Translucent breakdown of the flesh tissue between the stone and the skin which occurs on the shoulders (stem-end) of the plum fruit and is associated with excessive softness and juiciness.

General information

Bladderiness in plums is not common so very little is known about the disorder. It was first recorded in 1935 by Davies, Boyes and Beyers. According to them, bladderiness was associated with mixed maturities in export plums, where fruit which became overripe developed bladderiness. While little research has been done on bladderiness, we have noted the problem from time to time in cultivars such as Santa Rosa and Songold. Bladdery fruit has already been noted in plums at harvest, so it seems as if this internal disorder is not a chilling injury per se.

Causes and remedies

As alluded to above, very little information is available on bladderiness. In our experience, the risk of bladderiness seems to increase when plums are harvested following high rainfall. It could therefore be linked to excessive uptake of water by the fruit. As reported by Davies et al, we concur that it is more prominent in riper fruit.
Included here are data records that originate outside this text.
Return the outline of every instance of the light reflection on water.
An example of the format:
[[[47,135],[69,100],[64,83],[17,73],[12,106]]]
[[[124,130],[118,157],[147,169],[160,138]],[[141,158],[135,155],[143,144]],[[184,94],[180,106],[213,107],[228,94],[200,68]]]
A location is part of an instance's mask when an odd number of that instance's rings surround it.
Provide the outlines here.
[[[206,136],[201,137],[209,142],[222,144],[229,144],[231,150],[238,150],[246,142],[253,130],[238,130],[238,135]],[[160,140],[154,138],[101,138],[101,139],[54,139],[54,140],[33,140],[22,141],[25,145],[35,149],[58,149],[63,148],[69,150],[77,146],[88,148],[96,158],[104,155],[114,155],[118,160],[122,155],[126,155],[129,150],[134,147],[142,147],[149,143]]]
Given the scant information on this disorder, we suggest the recommendations for IB and GB control following adverse weather conditions will also assist in lowering the risk of bladderiness development after excessively high rainfall. It is believed that fruit which are immature on the tree have a better chance of not being damaged. Therefore, if harvested a few of days after the high rainfall, the internal quality will hopefully be unaffected. In the case of mature fruit that must be harvested because it has ripened beyond the middle of the optimum maturity window, it is good practice to cut a sample of fruit through the equatorial axis to conduct an internal inspection for flesh tissue damage. After high rainfall it is also prudent to cut the fruit across the shoulder to check for bladderiness. Tissue damage detected at harvest, be it GB or bladderiness, indicates a very high quality risk. As progressive disorders, the levels of internal disorders will increase with longer storage so extended storage of such fruit is high risk.